Who should have seen this coming and done something to prevent such a tragic death? In an ironic twist, Daniel’s mother was investigated, arrested, tried and convicted for contributing to his death by neglect. It is amazing the number of people and the amount of resources that have become involved in his death compared to the involvement while Daniel was still with us. It also makes one wonder if the Mother is guilty for not acting, then what about the school with counselors, teachers and administrators. What about the Social Worker who was assigned to Daniel’s case by the State. What about the Probation Officer assigned to Daniel by the Juvenile Court. What about the Truancy Officer assigned to Daniel by the school. A single mother who worked two jobs to provide for Daniel has been sentenced to five years probation with no responsibility assigned to the group of “professionals” who were assigned to Daniel by various state agencies.
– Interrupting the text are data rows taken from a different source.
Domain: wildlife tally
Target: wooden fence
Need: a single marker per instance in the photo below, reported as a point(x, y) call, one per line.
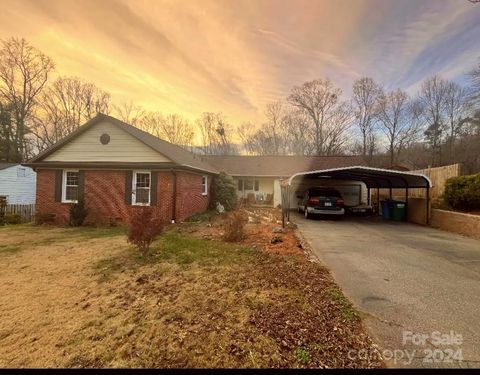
point(26, 211)
point(439, 177)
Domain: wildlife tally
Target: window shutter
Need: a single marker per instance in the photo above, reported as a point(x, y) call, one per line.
point(58, 185)
point(153, 188)
point(128, 187)
point(81, 185)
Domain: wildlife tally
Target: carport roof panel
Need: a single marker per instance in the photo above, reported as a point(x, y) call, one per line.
point(372, 177)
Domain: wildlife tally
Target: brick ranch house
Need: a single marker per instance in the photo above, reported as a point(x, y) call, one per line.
point(117, 168)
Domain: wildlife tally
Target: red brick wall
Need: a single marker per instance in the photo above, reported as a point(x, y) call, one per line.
point(105, 196)
point(190, 200)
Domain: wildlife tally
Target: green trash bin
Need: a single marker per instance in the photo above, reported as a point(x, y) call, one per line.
point(399, 211)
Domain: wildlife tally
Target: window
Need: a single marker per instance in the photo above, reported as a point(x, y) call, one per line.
point(21, 172)
point(141, 188)
point(204, 185)
point(249, 185)
point(70, 186)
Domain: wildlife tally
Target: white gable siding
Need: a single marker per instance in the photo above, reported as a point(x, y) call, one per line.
point(18, 190)
point(122, 147)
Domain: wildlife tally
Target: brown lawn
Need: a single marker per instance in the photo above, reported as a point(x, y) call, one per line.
point(82, 297)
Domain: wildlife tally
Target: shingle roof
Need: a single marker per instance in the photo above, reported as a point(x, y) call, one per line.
point(175, 153)
point(278, 166)
point(4, 165)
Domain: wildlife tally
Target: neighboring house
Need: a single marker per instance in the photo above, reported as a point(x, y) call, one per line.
point(117, 168)
point(258, 177)
point(17, 183)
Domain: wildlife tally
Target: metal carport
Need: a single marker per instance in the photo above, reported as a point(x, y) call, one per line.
point(373, 178)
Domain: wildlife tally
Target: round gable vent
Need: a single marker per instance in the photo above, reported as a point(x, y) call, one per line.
point(104, 139)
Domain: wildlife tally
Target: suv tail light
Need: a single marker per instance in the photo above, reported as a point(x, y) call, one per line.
point(313, 201)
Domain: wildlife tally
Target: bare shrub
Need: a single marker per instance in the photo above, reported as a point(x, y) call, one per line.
point(144, 226)
point(234, 223)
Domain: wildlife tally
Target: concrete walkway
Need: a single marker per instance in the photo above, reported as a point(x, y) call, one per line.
point(406, 278)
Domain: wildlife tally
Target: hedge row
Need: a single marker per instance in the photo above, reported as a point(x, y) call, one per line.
point(463, 193)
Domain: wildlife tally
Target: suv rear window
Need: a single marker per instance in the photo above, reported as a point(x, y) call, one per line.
point(324, 193)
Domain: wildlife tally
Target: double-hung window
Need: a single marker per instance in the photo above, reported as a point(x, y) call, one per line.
point(204, 185)
point(70, 186)
point(141, 188)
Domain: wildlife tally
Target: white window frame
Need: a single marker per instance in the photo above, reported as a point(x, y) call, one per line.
point(205, 185)
point(134, 188)
point(21, 169)
point(64, 187)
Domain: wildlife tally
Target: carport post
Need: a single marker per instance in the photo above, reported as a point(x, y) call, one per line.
point(288, 203)
point(427, 206)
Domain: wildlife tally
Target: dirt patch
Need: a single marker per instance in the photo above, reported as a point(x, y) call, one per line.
point(80, 298)
point(263, 231)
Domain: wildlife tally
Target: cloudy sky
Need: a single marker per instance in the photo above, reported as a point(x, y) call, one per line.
point(234, 56)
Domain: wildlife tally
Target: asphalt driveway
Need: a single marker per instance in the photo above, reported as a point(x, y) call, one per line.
point(406, 278)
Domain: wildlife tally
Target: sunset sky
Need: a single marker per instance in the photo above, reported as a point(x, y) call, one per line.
point(193, 56)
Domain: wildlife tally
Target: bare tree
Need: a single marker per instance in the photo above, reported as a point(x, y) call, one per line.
point(216, 134)
point(274, 128)
point(320, 100)
point(270, 139)
point(130, 113)
point(433, 96)
point(24, 72)
point(172, 128)
point(365, 96)
point(63, 107)
point(393, 111)
point(340, 121)
point(456, 109)
point(299, 133)
point(475, 85)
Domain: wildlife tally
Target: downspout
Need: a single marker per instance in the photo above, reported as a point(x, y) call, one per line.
point(174, 196)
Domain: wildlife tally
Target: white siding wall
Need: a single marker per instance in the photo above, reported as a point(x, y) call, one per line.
point(18, 190)
point(265, 186)
point(122, 147)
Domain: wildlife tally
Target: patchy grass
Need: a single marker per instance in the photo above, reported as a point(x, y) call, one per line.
point(75, 298)
point(10, 249)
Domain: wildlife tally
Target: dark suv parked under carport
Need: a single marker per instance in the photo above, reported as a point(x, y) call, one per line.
point(321, 201)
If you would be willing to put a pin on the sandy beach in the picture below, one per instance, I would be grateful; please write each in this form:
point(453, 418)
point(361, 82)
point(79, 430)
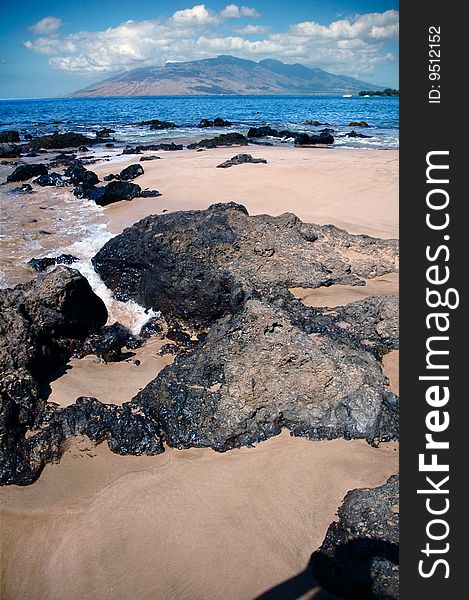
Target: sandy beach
point(196, 524)
point(353, 189)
Judy Scruggs was not the best parent in the USA. Her home not likely to ever appear in any magazine. Her actions or lack of action probably had some contributing factors to Daniel’s decision to avoid the bullying the only way he knew how. But if this is true, then all the other people who touched Daniel’s life must have contributed to his decision as well. It is a matter of simple logic. Logic also suggests that a Mother who provided for him, worked two jobs for him and showed him the only love and acceptance he received probably is not the one and only person to be singled out for responsibility in his death. When the next round of appeals and lawsuits settles in the dust, one would suspect that a judge or jury would take a simple approach to assessing proximate cause for Daniel’s death. That is,
- Daniel died by his own hand.
- His final decision was based on avoiding the bullying that accompanied going to school.
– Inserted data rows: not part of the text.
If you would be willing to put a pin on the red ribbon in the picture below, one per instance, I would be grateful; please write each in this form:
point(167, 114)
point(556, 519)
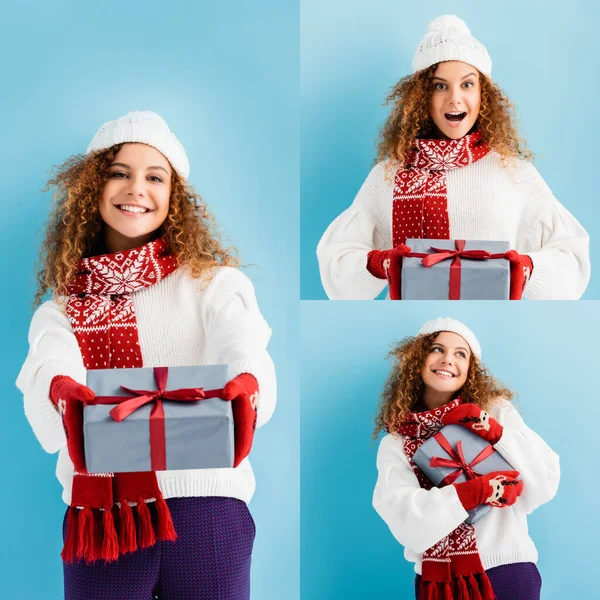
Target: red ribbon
point(441, 254)
point(128, 405)
point(457, 460)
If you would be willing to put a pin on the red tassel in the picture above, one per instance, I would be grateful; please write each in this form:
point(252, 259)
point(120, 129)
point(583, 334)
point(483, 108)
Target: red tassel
point(110, 542)
point(86, 547)
point(70, 547)
point(475, 594)
point(146, 535)
point(463, 591)
point(448, 592)
point(165, 528)
point(486, 587)
point(127, 542)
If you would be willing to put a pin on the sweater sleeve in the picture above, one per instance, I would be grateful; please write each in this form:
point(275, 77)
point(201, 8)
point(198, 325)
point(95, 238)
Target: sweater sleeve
point(342, 251)
point(237, 334)
point(53, 350)
point(527, 453)
point(417, 518)
point(557, 244)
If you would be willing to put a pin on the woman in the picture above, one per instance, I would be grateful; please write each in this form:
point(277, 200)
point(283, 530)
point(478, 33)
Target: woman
point(438, 379)
point(140, 279)
point(451, 166)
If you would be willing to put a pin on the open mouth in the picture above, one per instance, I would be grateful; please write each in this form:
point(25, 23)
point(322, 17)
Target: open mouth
point(443, 373)
point(455, 118)
point(132, 210)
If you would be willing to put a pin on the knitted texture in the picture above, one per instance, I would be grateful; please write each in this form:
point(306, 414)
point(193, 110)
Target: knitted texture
point(452, 565)
point(486, 201)
point(144, 127)
point(420, 188)
point(209, 560)
point(516, 581)
point(477, 420)
point(420, 518)
point(207, 322)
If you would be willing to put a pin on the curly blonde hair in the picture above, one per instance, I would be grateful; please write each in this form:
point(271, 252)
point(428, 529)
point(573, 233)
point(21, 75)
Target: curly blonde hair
point(404, 387)
point(411, 119)
point(74, 228)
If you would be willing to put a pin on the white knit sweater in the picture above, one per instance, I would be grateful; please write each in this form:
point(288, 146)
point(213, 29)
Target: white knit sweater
point(486, 201)
point(178, 324)
point(419, 518)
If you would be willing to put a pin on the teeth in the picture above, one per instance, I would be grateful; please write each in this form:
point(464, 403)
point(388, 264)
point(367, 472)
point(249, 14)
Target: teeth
point(135, 209)
point(445, 373)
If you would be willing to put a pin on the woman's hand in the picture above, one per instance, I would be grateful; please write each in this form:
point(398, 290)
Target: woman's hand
point(499, 489)
point(477, 420)
point(242, 391)
point(521, 267)
point(387, 264)
point(68, 397)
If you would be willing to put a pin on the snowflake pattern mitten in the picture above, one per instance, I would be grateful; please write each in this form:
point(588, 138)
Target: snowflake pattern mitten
point(476, 419)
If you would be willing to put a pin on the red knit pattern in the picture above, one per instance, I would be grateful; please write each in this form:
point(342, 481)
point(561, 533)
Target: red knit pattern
point(420, 207)
point(100, 306)
point(101, 312)
point(455, 559)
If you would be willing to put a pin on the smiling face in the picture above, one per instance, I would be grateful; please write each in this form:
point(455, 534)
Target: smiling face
point(455, 98)
point(445, 368)
point(135, 199)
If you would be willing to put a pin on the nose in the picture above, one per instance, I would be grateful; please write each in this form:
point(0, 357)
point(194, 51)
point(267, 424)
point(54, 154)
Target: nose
point(455, 96)
point(136, 186)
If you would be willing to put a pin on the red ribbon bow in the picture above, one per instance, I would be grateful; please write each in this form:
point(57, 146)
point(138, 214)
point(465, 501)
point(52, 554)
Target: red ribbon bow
point(441, 254)
point(128, 405)
point(457, 460)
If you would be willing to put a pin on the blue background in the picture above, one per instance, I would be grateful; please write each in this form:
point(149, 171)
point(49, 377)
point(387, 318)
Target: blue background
point(225, 78)
point(546, 352)
point(544, 57)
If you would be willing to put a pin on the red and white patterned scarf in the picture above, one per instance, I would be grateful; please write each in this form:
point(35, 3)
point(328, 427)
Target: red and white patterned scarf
point(420, 205)
point(101, 311)
point(452, 568)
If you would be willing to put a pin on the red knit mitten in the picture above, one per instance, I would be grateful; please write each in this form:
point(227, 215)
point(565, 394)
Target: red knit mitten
point(477, 420)
point(387, 264)
point(243, 392)
point(68, 396)
point(521, 267)
point(501, 488)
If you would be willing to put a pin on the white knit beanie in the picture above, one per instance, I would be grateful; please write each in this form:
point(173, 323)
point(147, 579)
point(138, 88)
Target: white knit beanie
point(449, 38)
point(144, 127)
point(448, 324)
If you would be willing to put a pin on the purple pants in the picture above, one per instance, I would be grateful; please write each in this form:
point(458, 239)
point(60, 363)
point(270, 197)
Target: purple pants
point(519, 581)
point(210, 560)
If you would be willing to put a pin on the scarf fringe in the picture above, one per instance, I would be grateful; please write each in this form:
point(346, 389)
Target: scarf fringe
point(110, 543)
point(127, 541)
point(146, 536)
point(165, 529)
point(463, 591)
point(87, 535)
point(69, 550)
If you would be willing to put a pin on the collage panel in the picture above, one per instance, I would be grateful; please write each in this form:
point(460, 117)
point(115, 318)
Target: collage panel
point(373, 524)
point(419, 125)
point(163, 132)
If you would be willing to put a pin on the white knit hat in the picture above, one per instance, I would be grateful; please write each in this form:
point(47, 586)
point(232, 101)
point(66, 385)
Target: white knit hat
point(145, 127)
point(448, 324)
point(449, 38)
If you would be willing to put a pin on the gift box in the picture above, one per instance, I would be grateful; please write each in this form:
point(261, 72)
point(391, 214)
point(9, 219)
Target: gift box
point(455, 270)
point(470, 456)
point(155, 419)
- Staying away from school would have prolonged his life, but the law required him to go.
- Stopping the bullying at school would have prolonged his life, and the law requires school to stop the bullying.
Recent history of lawsuits resulting from uncontrolled bullying within a school have gone in favor of the plaintiffs. Most are settled out of court as a way to hold the settlements down and to keep certain aspects of the proceedings private. Even if the school prevails, it will cost them to defend this case. It has obviously cost Daniel’s mother more than can be calculated.
The larger issue should be what are we all going to change about how we interact with young people to prevent this tragedy from being repeated.
Suicide claims more lives under the age of 25 than any other form of death except automobile accidents.
There is a tendency to brush this aside because these deaths were the conscious decision of the ones who died. But we must ask ourselves how they arrived at such a decision and what role did we play in their decision making process. Although many miles away from this event and never having met any of the people mentioned, this author still ponders whether there was anything else that could have been done to prevent this death. Would one more training on suicide prevention or bullying prevention have gotten the needed resources to that one person who could have intervened. You see, in most cases of suicide there was not a single event or single person who forced the decision. However, in many cases of those who thought about suicide but changed their minds, they report that a single person reached out at the right moment with the right words or actions that turned the tide. We will never know if there was such a person at Daniel’s school. Perhaps a teacher, coach, janitor or bus driver who could have placed a hand on his shoulder, looked past the dirty smelly clothes and told Daniel he was OK. Perhaps there is a Daniel in your school, church, club or neighborhood and perhaps you are that one person who can connect with him or her and turn the tide that is carrying them to destruction. Never look for confirmation. Do not expect positive feedback.